作者: Aleksandra Lunich1, Andrea J. Radtke2,3, Margaret Williams1, Julia M. Stern1, Daniel L. Barber4, Ronald N. Germain2, Ifeanyichukwu U. Anidi1,4 1Critical Care Medicine and Pulmonary Branch, National Heart, Lung and Blood Institute,National Institutes of Health, 2Lymphocyte Biology Section and Center for Advanced Tissue Imaging, Laboratory of Immune System Biology, NIAID,NIH, 3Leica Microsystems Inc., 4T Lymphocyte Biology Section, Laboratory of Parasitic Diseases, National Institute of Allergy and Infectious Disease,National Institutes of Health
简介:

Overview

This article presents a low-cost photoirradiation technique that enhances imaging of human tissue with native autofluorescence. The protocol allows for multiplexed, whole-slide imaging from archived clinical samples using widely available reagents and open-source software.

Key Study Components

Area of Science

  • Neuroscience
  • Immunology
  • Fluorescence Microscopy

Background

  • Spatial proteomics enables mapping of immune cells and their interactions within tissues.
  • Challenges exist in building antibody panels and imaging tissues with high endogenous fluorescence.
  • IBEX technique identifies tumor-specific features in high-risk lymphoma patients.
  • Little is known about immune cell composition in mycobacterial pulmonary pathologies.

Purpose of Study

  • To provide a protocol that reduces tissue autofluorescence while preserving antibody signals.
  • To facilitate spatial analysis of immune cells in complex tissue samples.
  • To bridge knowledge gaps in immune cell interactions across various pathologies.

Methods Used

  • Slides with tissue are immersed in PBS post-antigen retrieval.
  • Blocking buffer and primary antibody solutions are prepared and applied.
  • Photoirradiation is performed using specific LED lamps to reduce autofluorescence.
  • Whole-slide imaging is conducted to visualize immune cell interactions and tissue features.

Main Results

  • Significant reduction in autofluorescence was achieved after photoirradiation.
  • Granulomas and immune cell types were visualized in lung tissue.
  • Specific antibodies detected Mycobacterium tuberculosis near necrotic cores.
  • IBEX imaging revealed detailed anatomical features of lung tissues.

Conclusions

  • The protocol enhances the imaging of complex tissues while minimizing autofluorescence.
  • It provides a valuable tool for studying immune cell interactions in various diseases.
  • This method can be adapted for a wide range of clinical applications.

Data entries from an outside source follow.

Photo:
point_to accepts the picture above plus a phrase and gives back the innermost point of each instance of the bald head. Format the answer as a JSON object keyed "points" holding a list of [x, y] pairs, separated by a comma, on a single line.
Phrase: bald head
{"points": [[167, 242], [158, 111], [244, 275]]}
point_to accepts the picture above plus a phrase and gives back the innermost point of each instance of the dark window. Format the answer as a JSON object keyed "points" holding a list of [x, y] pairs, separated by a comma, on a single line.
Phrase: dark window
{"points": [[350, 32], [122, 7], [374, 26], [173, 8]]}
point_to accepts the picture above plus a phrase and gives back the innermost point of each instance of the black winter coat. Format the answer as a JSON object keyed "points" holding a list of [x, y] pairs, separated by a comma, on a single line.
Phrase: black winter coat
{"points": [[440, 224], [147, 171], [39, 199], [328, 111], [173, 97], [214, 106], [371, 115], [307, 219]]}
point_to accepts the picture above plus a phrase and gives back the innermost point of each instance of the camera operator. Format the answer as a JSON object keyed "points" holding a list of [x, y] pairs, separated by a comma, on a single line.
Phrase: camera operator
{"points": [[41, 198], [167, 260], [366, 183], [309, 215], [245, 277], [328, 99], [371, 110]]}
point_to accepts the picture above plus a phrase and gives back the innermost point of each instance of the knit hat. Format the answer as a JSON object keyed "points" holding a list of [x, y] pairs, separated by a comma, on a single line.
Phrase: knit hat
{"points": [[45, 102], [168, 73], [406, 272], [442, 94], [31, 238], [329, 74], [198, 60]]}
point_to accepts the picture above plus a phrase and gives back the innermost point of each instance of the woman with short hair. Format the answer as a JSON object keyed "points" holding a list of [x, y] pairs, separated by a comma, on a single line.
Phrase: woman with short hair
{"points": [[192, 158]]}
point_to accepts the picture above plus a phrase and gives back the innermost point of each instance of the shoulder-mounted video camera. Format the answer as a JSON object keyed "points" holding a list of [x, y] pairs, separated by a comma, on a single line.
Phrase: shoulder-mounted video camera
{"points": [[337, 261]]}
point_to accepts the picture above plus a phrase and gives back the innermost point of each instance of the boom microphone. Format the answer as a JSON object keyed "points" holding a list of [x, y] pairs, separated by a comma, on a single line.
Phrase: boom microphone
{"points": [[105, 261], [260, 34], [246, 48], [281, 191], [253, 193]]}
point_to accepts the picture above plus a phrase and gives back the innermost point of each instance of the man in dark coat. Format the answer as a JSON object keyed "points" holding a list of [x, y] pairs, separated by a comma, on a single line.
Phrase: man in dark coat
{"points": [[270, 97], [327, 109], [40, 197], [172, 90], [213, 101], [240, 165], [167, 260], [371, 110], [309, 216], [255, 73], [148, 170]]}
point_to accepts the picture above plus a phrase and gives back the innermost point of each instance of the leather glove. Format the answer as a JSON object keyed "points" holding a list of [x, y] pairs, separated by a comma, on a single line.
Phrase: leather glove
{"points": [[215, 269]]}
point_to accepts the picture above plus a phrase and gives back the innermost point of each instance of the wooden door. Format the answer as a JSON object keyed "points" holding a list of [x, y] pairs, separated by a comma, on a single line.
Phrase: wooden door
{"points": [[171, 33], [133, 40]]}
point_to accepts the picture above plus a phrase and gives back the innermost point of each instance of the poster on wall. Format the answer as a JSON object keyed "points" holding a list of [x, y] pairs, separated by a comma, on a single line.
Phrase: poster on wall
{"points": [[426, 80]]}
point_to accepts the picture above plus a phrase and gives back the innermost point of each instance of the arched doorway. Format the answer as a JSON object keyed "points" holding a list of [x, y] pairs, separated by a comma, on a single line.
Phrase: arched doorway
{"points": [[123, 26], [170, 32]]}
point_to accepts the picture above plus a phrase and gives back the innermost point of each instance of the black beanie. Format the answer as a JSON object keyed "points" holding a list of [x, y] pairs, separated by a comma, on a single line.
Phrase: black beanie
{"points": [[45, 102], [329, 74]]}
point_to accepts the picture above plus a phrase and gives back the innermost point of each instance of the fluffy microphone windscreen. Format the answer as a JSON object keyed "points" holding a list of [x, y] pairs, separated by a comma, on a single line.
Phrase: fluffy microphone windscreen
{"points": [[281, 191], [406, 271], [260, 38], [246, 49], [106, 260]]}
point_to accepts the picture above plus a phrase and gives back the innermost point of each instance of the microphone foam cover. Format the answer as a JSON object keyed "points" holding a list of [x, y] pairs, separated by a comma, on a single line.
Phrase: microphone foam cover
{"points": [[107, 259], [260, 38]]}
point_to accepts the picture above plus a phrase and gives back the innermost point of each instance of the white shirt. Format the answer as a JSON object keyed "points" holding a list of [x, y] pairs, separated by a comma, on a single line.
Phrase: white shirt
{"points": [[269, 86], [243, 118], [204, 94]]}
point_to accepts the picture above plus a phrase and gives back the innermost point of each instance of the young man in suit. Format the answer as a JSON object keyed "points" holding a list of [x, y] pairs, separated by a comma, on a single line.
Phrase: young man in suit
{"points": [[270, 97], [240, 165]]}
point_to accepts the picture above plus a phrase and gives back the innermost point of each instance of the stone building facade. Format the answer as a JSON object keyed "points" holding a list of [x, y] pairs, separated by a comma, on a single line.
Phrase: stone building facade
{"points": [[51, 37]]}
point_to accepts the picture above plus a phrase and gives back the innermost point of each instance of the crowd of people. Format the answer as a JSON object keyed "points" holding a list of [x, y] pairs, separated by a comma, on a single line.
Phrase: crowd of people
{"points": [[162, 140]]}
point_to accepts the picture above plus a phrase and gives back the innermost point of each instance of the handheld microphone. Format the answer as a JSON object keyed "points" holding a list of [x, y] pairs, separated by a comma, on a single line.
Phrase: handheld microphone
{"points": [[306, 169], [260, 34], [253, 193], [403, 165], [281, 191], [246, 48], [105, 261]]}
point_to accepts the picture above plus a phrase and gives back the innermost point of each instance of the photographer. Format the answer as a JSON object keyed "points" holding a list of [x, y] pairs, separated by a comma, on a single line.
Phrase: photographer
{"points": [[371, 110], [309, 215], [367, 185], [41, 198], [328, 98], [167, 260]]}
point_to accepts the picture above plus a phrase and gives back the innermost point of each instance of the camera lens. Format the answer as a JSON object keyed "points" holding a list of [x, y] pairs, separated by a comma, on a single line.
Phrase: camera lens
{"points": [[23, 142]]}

Frequently Asked Questions

What is the main advantage of the photoirradiation technique?
It significantly reduces tissue autofluorescence while preserving antibody signals for better imaging.
How does this protocol aid in studying immune cells?
It allows for detailed mapping of immune cell interactions within tissues, providing insights into their spatial patterns.
What types of samples can be used with this protocol?
Archived clinical samples, particularly those with high endogenous fluorescence, can be effectively imaged.
What are the key components needed for the photoirradiation process?
A 150-watt LED lamp, a 40-watt RGBW flood LED lamp, and a large plastic container are essential.
How long does the photoirradiation process take?
The process involves an initial two-hour exposure followed by a 16-hour incubation period.
What types of immune cells were identified in the study?
CD15-positive neutrophils, CD20-positive B cells, CD4-positive T cells, and CD68-positive macrophages were visualized.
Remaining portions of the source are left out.